Real-world examples include scenarios where an attacker uses verbose or error-prone prompts to coax the model into revealing the format of authorization headers or the structure of backend calls. While the API key itself may not appear verbatim, the model’s behavior can disclose timing, retry patterns, or endpoint paths that, when correlated with other vulnerabilities, elevate risk.

Remediation centers on strict input validation, controlled prompt construction, and minimizing the exposure of key-related artifacts in logs and outputs. Below are concrete patterns for a FeathersJS service that calls an LLM using an API key.

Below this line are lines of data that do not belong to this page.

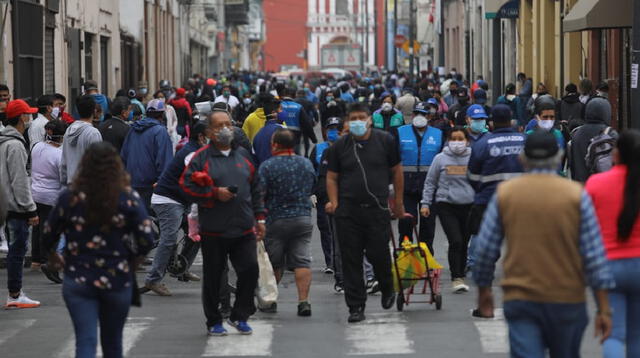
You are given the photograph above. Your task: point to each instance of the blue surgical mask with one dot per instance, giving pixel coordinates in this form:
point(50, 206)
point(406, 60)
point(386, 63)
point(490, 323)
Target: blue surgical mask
point(358, 128)
point(478, 126)
point(332, 135)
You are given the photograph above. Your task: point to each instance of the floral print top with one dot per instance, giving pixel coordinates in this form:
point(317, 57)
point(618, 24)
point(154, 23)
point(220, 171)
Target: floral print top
point(99, 256)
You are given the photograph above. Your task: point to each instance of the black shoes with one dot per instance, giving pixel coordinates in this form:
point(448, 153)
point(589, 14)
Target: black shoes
point(304, 309)
point(388, 299)
point(356, 315)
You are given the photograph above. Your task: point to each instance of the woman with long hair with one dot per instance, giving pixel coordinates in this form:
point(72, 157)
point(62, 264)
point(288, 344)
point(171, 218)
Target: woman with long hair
point(107, 233)
point(616, 198)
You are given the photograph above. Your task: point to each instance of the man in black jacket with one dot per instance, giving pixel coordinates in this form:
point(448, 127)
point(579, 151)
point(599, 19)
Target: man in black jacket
point(115, 129)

1. Secure API key storage and usage

Store API keys in environment variables and reference them at runtime. Avoid hardcoding keys in service files.

// src/environment.js
const apiKey = process.env.LLM_API_KEY;
if (!apiKey) {
  throw new Error('LLM_API_KEY is required');
}
module.exports = { apiKey };

2. Input validation and prompt sanitization

Use a validation library to sanitize user input before building prompts. Ensure that user data never directly influences system instructions or key metadata.

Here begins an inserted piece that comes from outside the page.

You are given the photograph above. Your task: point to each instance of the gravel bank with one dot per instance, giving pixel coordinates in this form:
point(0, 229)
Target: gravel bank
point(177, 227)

// src/hooks/validatePrompt.js
const { sanitize } = require('validator');
module.exports = function validatePrompt() {
  return async context => {
    const userInput = context.data?.content || '';
    const cleanInput = sanitize(userInput.trim(), { stripTags: true, escape: true });
    if (!cleanInput) {
      throw new Error('Invalid input');
    }
    context.data.cleanContent = cleanInput;
    return context;
  };
};

3. Controlled LLM invocation with static prompts

Construct prompts server-side using static templates and inject only sanitized user content into designated slots. Do not concatenate raw user input into system messages.

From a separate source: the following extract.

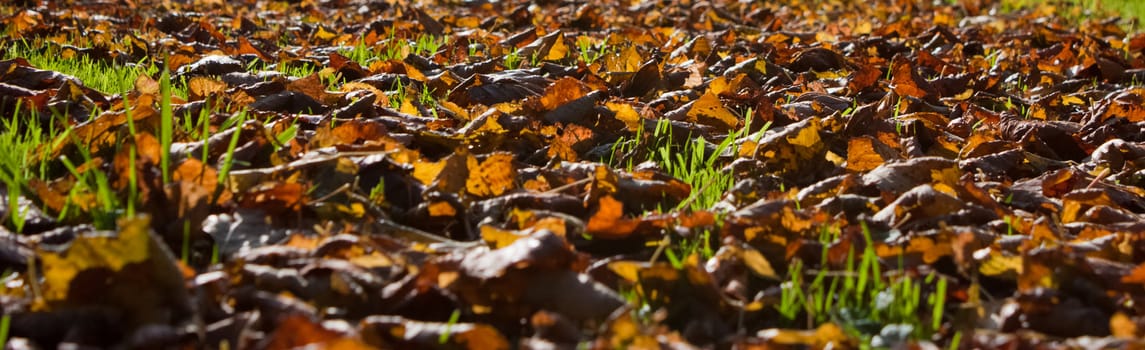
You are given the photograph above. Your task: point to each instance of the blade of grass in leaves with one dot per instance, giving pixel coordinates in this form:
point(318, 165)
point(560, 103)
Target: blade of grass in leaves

// src/services/llm-summary/index.js
const { apiKey } = require('../../environment');
const axios = require('axios');
const { validatePrompt } = require('./hooks/validatePrompt');

module.exports = function setupLlmService(app) {
  app.use('/llm/summary', validatePrompt());

  app.service('/llm/summary').hooks({
    before: {
      create: [async context => {
        const userContent = context.data.cleanContent;
        const promptTemplate = `Summarize the following user content:\n\"\"\"${userContent}\"\"\"\nGuidelines: Keep the summary factual and concise.`;
        try {
          const response = await axios.post('https://api.example.com/v1/completions', {
            model: 'text-davinci-003',
            prompt: promptTemplate,
            max_tokens: 150
          }, {
            headers: { Authorization: `Bearer ${apiKey}` }
          });
          context.data.result = response.data.choices[0].text.trim();
        } catch (error) {
          // Log generic errors without exposing API key or raw prompts
          app.log.error('LLM request failed');
          throw new Error('Unable to process request');
        }
        return context;
      }]
    },
    after: {
      create: [async context => {
        // Ensure no key-like strings appear in the response before sending to client
        const safeResponse = context.data.result.replace(/\b[A-Za-z0-9]{32,}\b/g, '[REDACTED]');
        context.data.result = safeResponse;
        return context;
      }]
    }
  });
};

4. Logging and error handling hygiene

Configure logging to exclude sensitive headers and keys. Use structured logging with explicit field allowlists.

// src/utils/logger.js
const pino = require('pino');
const logger = pino({
  level: 'info',
  redact: ['headers.authorization', 'query.api_key', 'body.api_key']
});
module.exports = logger;

5. Runtime protection via middleware

Add middleware to reject requests that contain known attack patterns (e.g., repeated system prompt probes).

// src/hooks/throttle-prompt-injection.js
module.exports = function promptInjectionShield() {
  return async context => {
    const userContent = (context.data?.content || '').toLowerCase();
    const suspiciousPatterns = ['system:', 'ignore previous', 'act as', 'api key', 'sk-', 'openai'];
    const matches = suspiciousPatterns.filter(p => userContent.includes(p));
    if (matches.length > 2) {
      throw new Error('Suspicious input detected');
    }
    return context;
  };
};

Apply this hook alongside your validation hook to provide layered protection.